On this date we have the opportunity to not just mention King’s service to others, but to shout out, "DR. KING: YOU NOT ONLY TRIED BUT YOU DID LEAD A LIFE OF SERVICE TO OTHERS WITH LOVE FOR ALL HUMANITY!"
Now it is our turn to not just SHOUT but to WALK where Dr. King wanted us to go. In a recent article, his son --Martin Luther King III-- implores us to not just seek his father’s dream of freedom and equality for all, but to live our lives in each and every moment in service to others. Today, I take some key ideas and phrases from this article to form the following Dr. Russ Bussters.
Dr. Russ Bussters for Living the Dream
- If it has to be our way or the highway, we are not living the dream. We live the dream by solving conflicts with greater understanding, reconciliation and cooperation.

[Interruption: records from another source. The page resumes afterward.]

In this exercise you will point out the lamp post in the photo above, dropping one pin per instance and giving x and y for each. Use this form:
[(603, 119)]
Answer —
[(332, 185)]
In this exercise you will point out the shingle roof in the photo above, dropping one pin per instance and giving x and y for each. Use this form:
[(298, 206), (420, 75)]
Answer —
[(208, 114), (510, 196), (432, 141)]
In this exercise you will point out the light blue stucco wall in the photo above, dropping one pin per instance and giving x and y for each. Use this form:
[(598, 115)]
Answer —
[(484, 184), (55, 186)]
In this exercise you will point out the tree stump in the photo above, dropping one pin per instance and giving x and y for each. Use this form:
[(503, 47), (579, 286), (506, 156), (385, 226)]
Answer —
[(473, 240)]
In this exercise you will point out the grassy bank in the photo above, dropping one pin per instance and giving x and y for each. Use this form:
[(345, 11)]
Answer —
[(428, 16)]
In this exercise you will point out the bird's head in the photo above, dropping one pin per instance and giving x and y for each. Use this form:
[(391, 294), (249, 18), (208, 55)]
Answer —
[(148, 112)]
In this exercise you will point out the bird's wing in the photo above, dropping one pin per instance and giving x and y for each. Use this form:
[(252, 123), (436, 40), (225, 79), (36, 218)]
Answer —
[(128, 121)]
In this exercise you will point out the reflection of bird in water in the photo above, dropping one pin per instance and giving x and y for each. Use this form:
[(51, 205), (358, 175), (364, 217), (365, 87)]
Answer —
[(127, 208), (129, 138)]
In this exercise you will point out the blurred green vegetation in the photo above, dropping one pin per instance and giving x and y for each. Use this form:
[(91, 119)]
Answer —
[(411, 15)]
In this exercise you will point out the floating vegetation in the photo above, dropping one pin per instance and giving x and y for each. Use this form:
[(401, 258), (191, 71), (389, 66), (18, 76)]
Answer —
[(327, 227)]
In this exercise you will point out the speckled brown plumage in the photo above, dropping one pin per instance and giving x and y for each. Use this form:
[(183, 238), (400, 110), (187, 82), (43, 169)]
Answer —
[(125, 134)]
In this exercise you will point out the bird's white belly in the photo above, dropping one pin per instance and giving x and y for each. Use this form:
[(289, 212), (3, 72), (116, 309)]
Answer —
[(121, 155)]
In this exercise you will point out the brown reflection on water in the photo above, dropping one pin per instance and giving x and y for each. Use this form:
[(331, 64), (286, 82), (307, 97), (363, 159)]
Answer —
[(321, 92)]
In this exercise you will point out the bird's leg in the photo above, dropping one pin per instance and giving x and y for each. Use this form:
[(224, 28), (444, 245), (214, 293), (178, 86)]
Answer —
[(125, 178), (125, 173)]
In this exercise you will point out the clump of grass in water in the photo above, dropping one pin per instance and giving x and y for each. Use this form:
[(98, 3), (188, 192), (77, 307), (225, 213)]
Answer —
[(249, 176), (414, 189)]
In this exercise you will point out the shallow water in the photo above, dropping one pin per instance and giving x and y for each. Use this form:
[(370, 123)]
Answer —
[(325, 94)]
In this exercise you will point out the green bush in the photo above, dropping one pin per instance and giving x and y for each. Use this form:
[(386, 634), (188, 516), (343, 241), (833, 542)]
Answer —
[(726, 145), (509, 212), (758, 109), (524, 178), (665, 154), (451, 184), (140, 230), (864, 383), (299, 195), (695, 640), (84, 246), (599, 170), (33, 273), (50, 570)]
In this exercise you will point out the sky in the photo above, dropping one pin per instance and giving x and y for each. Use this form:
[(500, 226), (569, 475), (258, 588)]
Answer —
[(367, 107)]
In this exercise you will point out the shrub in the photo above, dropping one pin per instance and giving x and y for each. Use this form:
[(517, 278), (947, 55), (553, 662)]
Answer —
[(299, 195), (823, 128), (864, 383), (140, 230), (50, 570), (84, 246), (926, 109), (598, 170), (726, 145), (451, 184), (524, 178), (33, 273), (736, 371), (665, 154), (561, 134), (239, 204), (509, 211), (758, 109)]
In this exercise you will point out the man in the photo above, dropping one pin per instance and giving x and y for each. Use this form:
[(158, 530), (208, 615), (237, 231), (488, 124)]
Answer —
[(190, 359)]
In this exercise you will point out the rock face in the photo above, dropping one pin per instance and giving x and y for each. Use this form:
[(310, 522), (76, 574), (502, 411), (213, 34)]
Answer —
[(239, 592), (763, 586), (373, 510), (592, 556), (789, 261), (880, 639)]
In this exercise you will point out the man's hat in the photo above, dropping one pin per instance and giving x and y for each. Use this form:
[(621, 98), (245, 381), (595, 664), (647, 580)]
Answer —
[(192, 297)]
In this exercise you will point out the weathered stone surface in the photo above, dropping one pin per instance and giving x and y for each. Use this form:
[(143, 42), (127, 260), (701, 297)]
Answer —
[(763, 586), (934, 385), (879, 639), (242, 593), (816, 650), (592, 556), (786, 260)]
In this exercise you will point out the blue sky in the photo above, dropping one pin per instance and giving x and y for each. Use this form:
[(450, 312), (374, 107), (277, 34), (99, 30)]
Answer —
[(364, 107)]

- If we speak with hateful rhetoric we are exercising our right to free speech, but we are not living the dream. We live the dream when we invite all sisters and brothers of any race, faith, nationality, sexual orientation or political belief to be part of the human family.
- We are not living the dream when we claim that God is our side. We are living the dream when like Abraham Lincoln and Martin Luther King we pray that we are on God’s side.
- We are not living the dream when we espouse there is only one exclusionary and correct voice of God’s word; one right religious ideology. We are living the dream when we walk side by side with members of every religious faith.
- We are not living the dream when we ignore the needs of the poor and less fortunate. We are living the dream when we show compassion for the poor through donations of time and money.
- We are not living the dream if we advocate violence over non-violence. We are living the dream if we make non-violence not only the means to the end, but the end itself.
- We are not living the dream if we simply entitle the poor to a free lunch. We are living the dream if we teach them how to earn their own wages so they can buy their own lunch.
- We are not living the dream when we are idle and complacent about any form of injustice anywhere. We are living the dream when we attempt to fight, with peaceful means, all threats to justice everywhere.
- We are partially living the dream with donations of time and money to the poor. We are fully living the dream when we work to find ways to end their unemployment and put them back to work rebuilding our tattered infrastructure, reducing pollution and saving the environment.
- Learn to live the dream with this commitment:
- Find new ways to reach out to one another, to heal our divisions, and build bridges of hope and opportunity benefiting all people. (Martin Luther King III).